There were plenty of questions but few answers at last night’s Berryville Planning Commission discussion over Virginia’s recent “temporary family healthcare structures” legislation. Planners also considered new Virginia mandates for assisted living facilities as well as a quality of town services survey of Berryville residents.
Temporary Family Healthcare Structures
A recent law sponsored by Virginia General Assembly House Majority Leader H. Morgan Griffith (R-Salem), defines a “temporary family healthcare structure” as a facility that can be placed on a residential property and occupied by a relative who is physically or mentally impaired as diagnosed by a doctor. The structures must be less than 300 square feet and conform to local regulations governing sheds or garages. The building must be removed within 30 days after the occupant passes away, moves or no longer needs to receive care in the dwelling.

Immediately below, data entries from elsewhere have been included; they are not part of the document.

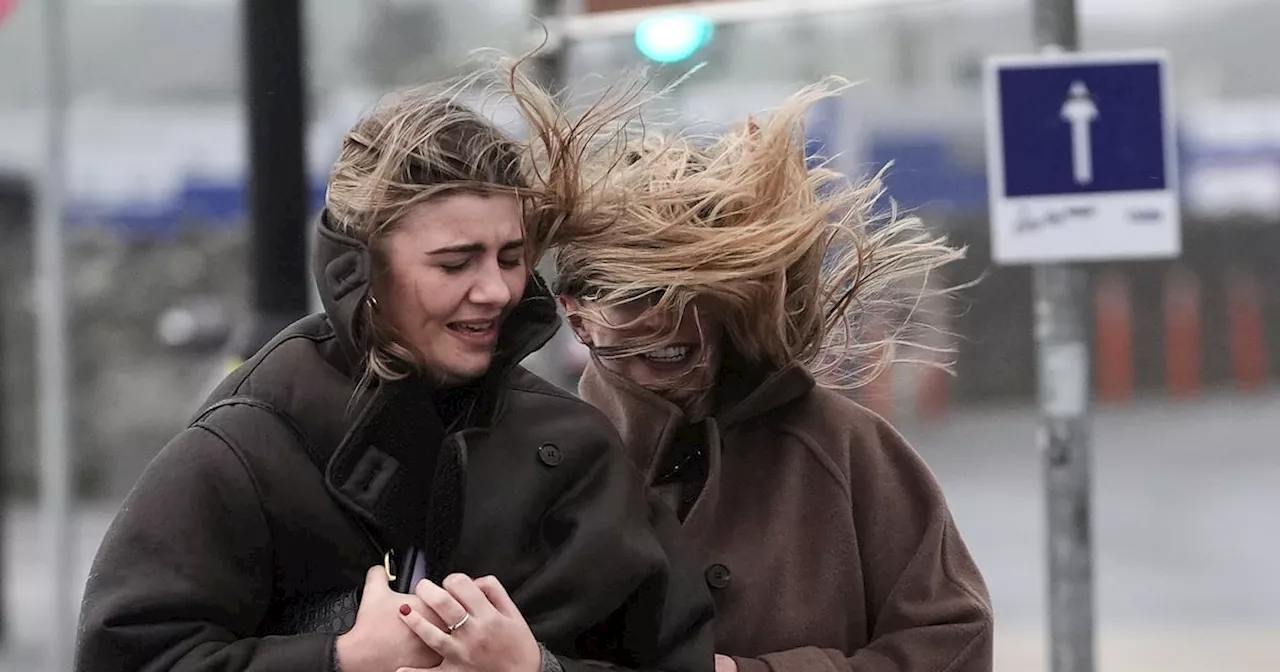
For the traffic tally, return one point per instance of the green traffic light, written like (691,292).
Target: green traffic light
(672,37)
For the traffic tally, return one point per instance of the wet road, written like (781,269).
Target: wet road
(1187,520)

Sometimes referred to as “Granny Pods”, the term is derived from design similarities to temporary onsite storage pods. The new law is the work of the Rev. Kenneth Dupin, pastor of a small Methodist church in Salem, Virginia. Dupin’s vision is to provide aging family members with small, specially equipped, shelters close to relatives as an alternative to nursing homes.

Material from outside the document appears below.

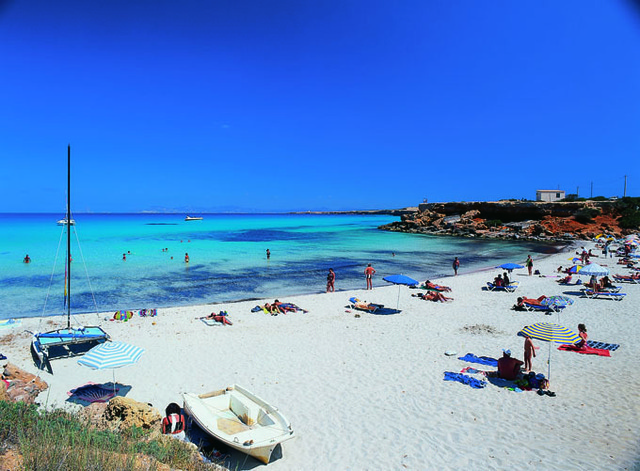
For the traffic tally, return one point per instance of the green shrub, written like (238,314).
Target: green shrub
(59,440)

While the spirit of the law may have merits, its implementation has stirred confusion and concern, first with county administrators, and now with Town planners.
The root of the problem is that the Virginia Assembly appears to have put very little forethought into how the “granny pods” will impact local municipalities.

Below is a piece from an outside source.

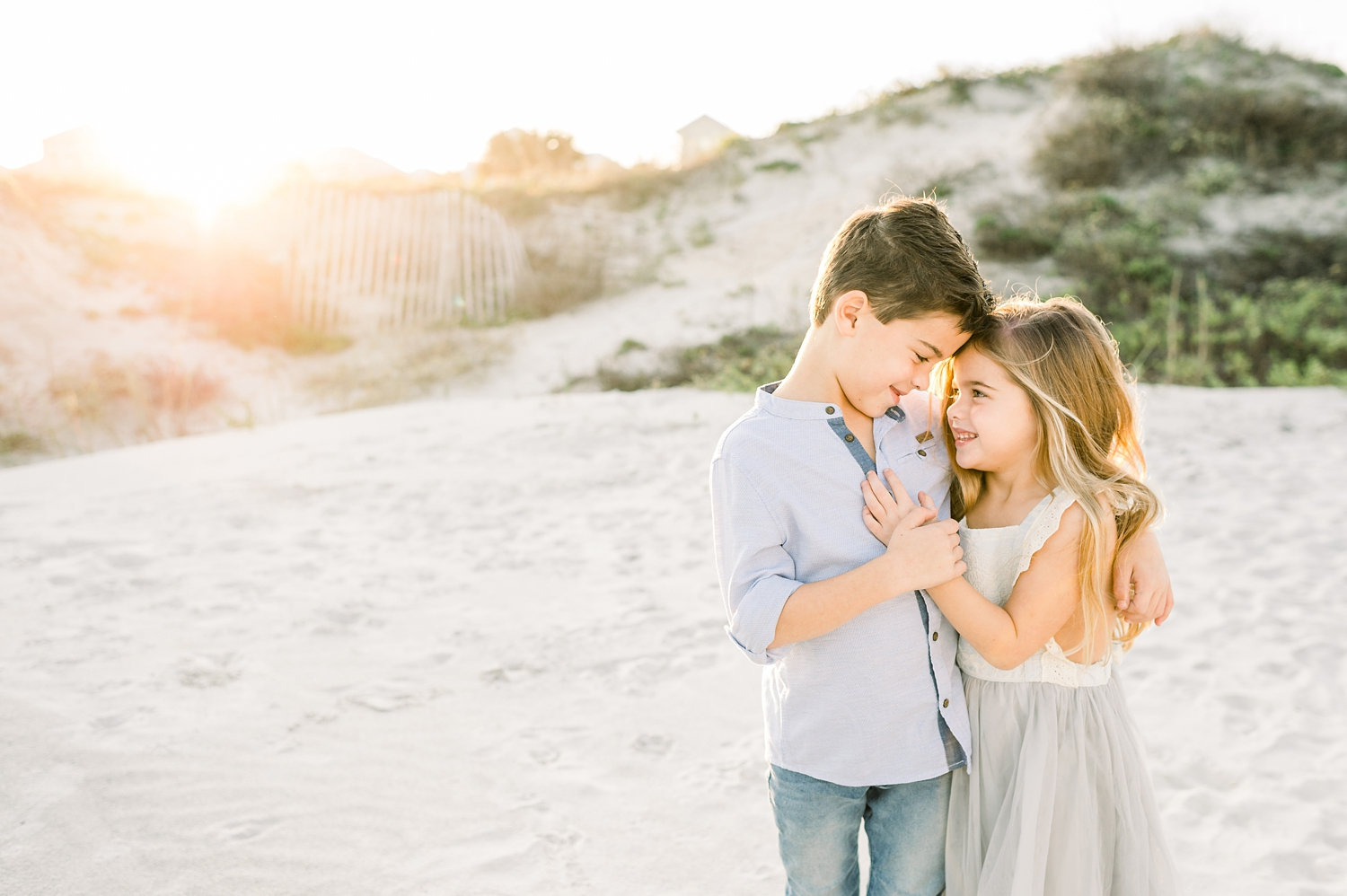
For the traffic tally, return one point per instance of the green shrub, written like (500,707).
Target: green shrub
(999,239)
(1144,112)
(700,234)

“The folks in Richmond didn’t speak with a group like us before they made the law,” said Planning Commissioner John Lincoln.
Last night the Planning Commissioners peppered Assistant Town Manager Christie Dunkle with questions about the practical implications of installing the temporary structures in Berryville. Dunkle told the Commissioners that many other Virginia localities are asking the same questions, but the answers aren’t clear yet.
Planning Commission questions included and concerns:
– Misuse and monitoring of the structures against non-medical uses
– Prohibition of a foundation slab for the structures
– Utility hook-up concerns
– Impacts on the Berryville Historic District from lack of review oversight
– Fire and rescue considerations due to lack of site plan review
Planners also expressed concern that the structures can be placed anywhere on the property, conceivably even in the front yard. Commissioner Douglas Shaffer asked Dunkle to attempt to find answers to the Commissioner’s questions from legislative officials in Richmond.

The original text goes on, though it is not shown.